Yenidze
Yenidze is a former cigarette factory building in Dresden, Saxony, Germany built between 1907 and 1909. Today, it is used today as an office building. It is notable for its Orientalizing exterior design which borrows design elements from mosques.
The Yenidze Tobacco and Cigarette Factory (German: Orientalische Tabak- und Zigarettenfabrik Yenidze) was a tobacco company started by the Jewish entrepreneur Hugo Zietz, which imported tobacco from Ottoman Yenidze, Thrace (modern Genisea, Greece). The "Oriental" style of architecture recalled the exotic origins of the Oriental tobaccos it processed and functioned as advertising for the firm.[1][2] It has 600 windows of various styles; the dome is 20m high.

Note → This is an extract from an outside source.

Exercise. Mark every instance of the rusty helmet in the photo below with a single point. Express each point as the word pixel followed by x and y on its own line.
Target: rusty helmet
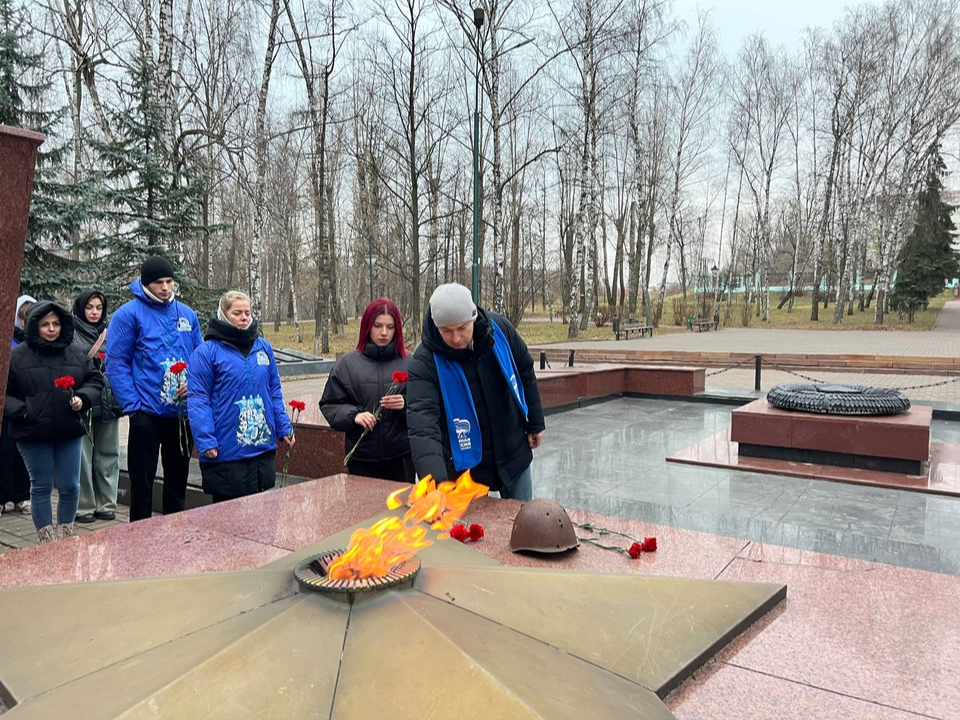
pixel 543 526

The architect Martin Hammitzsch designed the building in 1907. It has large, colored dome chimneys which resemble minarets. It was sometimes referred to as the "tobacco mosque" (German: Tabakmoschee), a term which is no longer officially used as the building is not a mosque. It is a unique historical feature of the city of Dresden.
The building was restored in 1996 and is now an office building.
References
- ↑ Annemarie Jaeggi, Fagus: Industrial Culture from Werkbund to Bauhaus, 2000, ISBN 1568981759, p. 41
- ↑ "Cigarettes Mosque - Aljazeera Arabic".